A federal appeals court upheld an injunction barring Arizona Sheriff Joe Arpaio from suspected racial profiling of Latinos during traffic stops seeking illegal aliens.
The 9th U.S. Circuit Court of Appeals, late Tuesday, issued an opinion keeping in place a Dec. 23, 2011 injunction prohibiting Arpaio and his deputies from detaining anyone “based only on knowledge or reasonable believe, without more, that the person is unlawfully in the United States.”
The order keeps in place the preliminary injunction but does not make it permanent. Judge Clifford Wallace pointed out the trial on the permanent injunction was only recently completed and the final order is due any time.
“We applaud how the district court has expedited this sensitive case and moved with appropriate speed towards a final disposition,” he wrote. Instead, the panel exercised “very limited review” and upheld the preliminary order.
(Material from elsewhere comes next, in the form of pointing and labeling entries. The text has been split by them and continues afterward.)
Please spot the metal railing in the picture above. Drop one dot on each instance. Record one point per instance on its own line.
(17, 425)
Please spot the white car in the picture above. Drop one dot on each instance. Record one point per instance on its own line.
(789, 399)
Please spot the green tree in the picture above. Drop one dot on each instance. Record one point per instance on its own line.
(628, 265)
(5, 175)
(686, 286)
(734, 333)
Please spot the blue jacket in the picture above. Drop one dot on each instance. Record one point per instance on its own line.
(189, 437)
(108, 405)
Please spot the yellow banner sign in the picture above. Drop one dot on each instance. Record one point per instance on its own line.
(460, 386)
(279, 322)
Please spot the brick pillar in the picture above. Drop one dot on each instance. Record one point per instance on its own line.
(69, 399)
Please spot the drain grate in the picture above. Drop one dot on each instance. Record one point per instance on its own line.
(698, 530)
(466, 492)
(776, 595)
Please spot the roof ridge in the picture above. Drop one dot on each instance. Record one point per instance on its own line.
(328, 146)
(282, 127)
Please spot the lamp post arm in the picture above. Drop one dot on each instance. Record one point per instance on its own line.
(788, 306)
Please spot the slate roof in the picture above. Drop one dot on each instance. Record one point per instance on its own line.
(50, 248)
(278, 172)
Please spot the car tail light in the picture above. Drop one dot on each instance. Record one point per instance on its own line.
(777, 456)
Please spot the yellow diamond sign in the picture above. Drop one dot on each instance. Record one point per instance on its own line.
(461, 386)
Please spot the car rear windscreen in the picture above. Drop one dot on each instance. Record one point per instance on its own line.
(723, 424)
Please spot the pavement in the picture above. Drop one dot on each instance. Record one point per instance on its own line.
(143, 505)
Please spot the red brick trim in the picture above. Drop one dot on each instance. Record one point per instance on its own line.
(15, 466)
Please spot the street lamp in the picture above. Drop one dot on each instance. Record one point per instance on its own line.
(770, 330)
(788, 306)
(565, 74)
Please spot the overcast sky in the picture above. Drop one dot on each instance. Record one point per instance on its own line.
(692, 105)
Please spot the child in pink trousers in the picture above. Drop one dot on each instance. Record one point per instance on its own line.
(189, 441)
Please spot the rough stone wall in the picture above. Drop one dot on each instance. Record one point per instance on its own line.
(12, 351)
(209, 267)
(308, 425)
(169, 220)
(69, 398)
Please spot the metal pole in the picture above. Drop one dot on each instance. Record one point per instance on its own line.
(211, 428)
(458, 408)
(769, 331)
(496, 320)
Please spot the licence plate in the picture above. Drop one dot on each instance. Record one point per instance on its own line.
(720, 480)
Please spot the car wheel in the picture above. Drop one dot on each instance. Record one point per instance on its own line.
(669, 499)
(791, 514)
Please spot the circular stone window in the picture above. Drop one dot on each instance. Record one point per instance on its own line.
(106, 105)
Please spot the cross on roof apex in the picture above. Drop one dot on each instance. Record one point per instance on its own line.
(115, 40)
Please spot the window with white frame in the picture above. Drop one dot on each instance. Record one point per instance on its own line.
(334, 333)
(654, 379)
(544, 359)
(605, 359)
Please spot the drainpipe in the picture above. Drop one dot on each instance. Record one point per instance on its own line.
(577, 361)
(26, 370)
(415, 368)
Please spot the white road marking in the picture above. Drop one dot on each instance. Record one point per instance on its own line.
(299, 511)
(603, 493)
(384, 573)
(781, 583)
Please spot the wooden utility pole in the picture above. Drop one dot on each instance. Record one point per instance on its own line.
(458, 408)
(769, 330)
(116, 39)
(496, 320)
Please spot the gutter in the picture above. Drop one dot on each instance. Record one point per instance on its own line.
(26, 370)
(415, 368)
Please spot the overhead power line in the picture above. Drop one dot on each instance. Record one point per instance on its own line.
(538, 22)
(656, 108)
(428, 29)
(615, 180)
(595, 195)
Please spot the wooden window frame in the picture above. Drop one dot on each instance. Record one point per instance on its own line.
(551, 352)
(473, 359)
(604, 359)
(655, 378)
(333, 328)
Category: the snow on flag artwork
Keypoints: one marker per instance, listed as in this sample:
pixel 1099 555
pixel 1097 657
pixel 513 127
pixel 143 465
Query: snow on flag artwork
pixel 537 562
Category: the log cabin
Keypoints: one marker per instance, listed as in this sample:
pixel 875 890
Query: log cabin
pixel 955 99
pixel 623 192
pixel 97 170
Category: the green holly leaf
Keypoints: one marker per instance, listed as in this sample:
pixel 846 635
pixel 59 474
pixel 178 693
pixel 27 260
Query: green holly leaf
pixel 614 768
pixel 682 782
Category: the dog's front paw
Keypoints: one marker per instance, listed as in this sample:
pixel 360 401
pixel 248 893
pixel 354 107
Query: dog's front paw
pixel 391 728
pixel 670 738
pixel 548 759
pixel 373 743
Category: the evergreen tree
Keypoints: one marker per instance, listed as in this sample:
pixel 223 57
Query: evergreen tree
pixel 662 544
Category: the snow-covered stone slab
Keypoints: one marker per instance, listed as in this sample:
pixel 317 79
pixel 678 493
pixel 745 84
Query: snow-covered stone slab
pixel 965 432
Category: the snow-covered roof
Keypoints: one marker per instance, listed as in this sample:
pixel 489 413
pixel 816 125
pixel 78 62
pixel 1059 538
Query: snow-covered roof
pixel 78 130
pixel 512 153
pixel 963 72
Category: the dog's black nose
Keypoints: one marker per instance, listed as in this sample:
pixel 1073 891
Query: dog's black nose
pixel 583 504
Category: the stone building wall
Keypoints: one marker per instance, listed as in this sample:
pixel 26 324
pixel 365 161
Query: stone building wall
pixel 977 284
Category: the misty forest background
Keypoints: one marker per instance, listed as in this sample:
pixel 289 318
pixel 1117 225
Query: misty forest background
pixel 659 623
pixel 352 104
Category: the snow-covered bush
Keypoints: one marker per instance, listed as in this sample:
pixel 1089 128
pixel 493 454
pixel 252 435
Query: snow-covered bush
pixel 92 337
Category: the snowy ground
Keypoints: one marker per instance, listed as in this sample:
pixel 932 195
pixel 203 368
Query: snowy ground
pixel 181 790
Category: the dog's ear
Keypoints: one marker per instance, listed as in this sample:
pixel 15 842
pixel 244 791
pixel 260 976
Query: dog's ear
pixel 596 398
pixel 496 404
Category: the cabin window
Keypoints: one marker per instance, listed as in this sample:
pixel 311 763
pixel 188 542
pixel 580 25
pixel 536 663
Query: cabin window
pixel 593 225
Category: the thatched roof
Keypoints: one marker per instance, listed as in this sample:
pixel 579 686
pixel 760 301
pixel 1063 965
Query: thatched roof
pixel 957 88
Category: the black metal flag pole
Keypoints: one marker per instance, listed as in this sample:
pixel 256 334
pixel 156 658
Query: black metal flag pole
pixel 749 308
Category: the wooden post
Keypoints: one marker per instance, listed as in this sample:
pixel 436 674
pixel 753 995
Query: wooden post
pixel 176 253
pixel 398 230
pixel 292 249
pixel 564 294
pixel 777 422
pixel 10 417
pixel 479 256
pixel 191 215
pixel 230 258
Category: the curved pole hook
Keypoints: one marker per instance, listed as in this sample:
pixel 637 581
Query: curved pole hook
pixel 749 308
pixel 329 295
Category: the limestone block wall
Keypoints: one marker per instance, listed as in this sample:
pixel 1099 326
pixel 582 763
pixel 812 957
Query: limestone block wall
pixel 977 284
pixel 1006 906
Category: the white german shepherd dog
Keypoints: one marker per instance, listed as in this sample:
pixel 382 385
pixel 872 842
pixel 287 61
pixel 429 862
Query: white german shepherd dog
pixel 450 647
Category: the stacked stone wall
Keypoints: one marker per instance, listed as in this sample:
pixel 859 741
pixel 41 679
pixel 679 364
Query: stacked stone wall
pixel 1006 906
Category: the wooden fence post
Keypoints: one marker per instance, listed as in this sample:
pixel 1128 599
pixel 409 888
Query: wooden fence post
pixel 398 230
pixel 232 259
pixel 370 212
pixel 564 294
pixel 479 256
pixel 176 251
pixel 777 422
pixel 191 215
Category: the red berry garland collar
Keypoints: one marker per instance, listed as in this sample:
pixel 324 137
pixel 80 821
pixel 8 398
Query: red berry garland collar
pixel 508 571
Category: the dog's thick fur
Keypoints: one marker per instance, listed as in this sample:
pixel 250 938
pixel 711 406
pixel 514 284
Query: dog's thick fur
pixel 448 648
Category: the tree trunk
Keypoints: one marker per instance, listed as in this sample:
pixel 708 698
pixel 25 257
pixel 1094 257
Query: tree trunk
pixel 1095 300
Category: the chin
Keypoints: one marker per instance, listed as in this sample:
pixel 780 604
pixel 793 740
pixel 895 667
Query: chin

Arpaio has said he authorized crime fighting sweeps to enforce Arizona’s human-smuggling law.
The lawsuit was brought in 2007 by five Latinos who claimed Arpaio and the Sheriff’s Office they were targeted for racially motivated stops for minor traffic violations so officers could check their immigration status.
The traffic stops were part of “crime suppression sweeps,” also called “saturation patrols” allegedly targeted Latinos as part of an immigration enforcement plan.
The suit argued the stops violate the Fourth and Fourteenth Amendments to the U.S. Constitution and the Civil Rights Act of 1964.
Judges Susan Graber and Marsha Berzon joined Clifford in the opinion.
If there is another appeal, following a final decision on a permanent injunction, the case will come back to the same three judges.